Nadie, salvo algún nostálgico irreflexivo, puede negar que la unión monetaria fue un éxito sin paliativos, de hecho hoy es la moneda más fuerte del planeta. Pero, ¿en qué ha beneficiado a los ciudadanos de a pie, a los trabajadores europeos ese hecho histórico? Pues, sinceramente creo que en nada, absolutamente en nada, salvo que consideremos, y lo es, un beneficio poder viajar por una serie de países sin tener que ir cargado de divisas. Al paralizarse el proceso de unión política por la ampliación -han sido muchos los analistas que han señalado el interés de Estados Unidos para que Europa siga ampliándose hasta el infinito: Saben que es un viaje a ninguna parte- y por el rechazo francés a una Constitución que suscitaba recelos en muchos europeos, del sueño europeo ha quedado fundamentalmente el euro, y el euro, así, a palo seco, dentro de una sociedad «de libre mercado» donde todo se rige por «una mano invisible» que es la más visible de todas, la de los especuladores y acaparadores, ha tenido unos efectos devastadores sobre las economías familiares.
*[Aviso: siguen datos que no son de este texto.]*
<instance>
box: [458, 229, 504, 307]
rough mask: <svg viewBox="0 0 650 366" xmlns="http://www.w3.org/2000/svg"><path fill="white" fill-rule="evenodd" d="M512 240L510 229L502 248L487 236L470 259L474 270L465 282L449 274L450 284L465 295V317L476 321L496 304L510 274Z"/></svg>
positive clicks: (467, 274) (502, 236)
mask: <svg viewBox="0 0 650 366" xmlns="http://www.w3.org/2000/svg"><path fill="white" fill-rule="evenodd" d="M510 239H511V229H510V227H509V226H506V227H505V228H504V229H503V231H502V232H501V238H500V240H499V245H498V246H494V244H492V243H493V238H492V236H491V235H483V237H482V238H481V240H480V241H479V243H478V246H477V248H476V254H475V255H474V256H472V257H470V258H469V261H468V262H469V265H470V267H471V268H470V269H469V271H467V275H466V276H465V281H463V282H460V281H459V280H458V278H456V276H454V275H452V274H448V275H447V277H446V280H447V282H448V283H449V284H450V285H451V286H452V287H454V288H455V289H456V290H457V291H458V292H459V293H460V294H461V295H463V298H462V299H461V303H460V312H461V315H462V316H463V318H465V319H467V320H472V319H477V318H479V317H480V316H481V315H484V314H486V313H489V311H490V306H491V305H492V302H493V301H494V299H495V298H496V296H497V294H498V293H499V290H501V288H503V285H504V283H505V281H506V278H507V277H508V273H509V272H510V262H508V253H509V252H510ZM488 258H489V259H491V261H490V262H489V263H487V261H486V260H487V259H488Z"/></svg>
Si la implantación de la moneda única se hubiese hecho con los debidos controles políticos y administrativos, con las debidas y duras sanciones para todos los despabilados que se aprovechan de los cambios y dentro de un proyecto de futuro ilusionante para todos, hoy el euro, y por tanto Europa, sería una realidad fuerte y querida. Pero no ha sido así, y el proyecto europeo parece que sólo ha servido para que los mercaderes acumulen más riquezas y los trabajadores de casi todas las categorías hayan visto disminuir su nivel de vida de forma alarmante. Tan es así que hoy por hoy, cuando en los nueve años de vigencia del euro hemos contemplado como los precios se han multiplicado por tres en muchos países sin que ninguna autoridad comunitaria o estatal haya hecho nada, cuando parece evidente que el único objetivo de la unificación monetaria y de la propia unión europea ha sido que aumente la desigualdad y que los plutócratas lo sean más que nunca, son pocos los que creen en la idea de Europa, en su futuro como entidad política supranacional viable. El euroexcepticismo, promocionado por Estados Unidos, el Reino Unido, Alemania -incorporada hace unos años para utilizar al euro en su propio beneficio- y los neocon infiltrados en las principales instituciones -Comisión Europea, Banco Central- ha ganado la partida. Esperemos que sólo sea una batalla, y no el final de una guerra, pues la unión política de Europa -pese al esquilmo que ha supuesto el euro para las economías más precarias- es una necesidad acuciante, es el único futuro posible, sobre todo si somos conscientes de que la inacción, la indolencia, el pesimismo, el individualismo exacerbado y la aceptación de la regresión como algo inevitable siempre han sido los principales enemigos del progreso, la libertad y la justicia.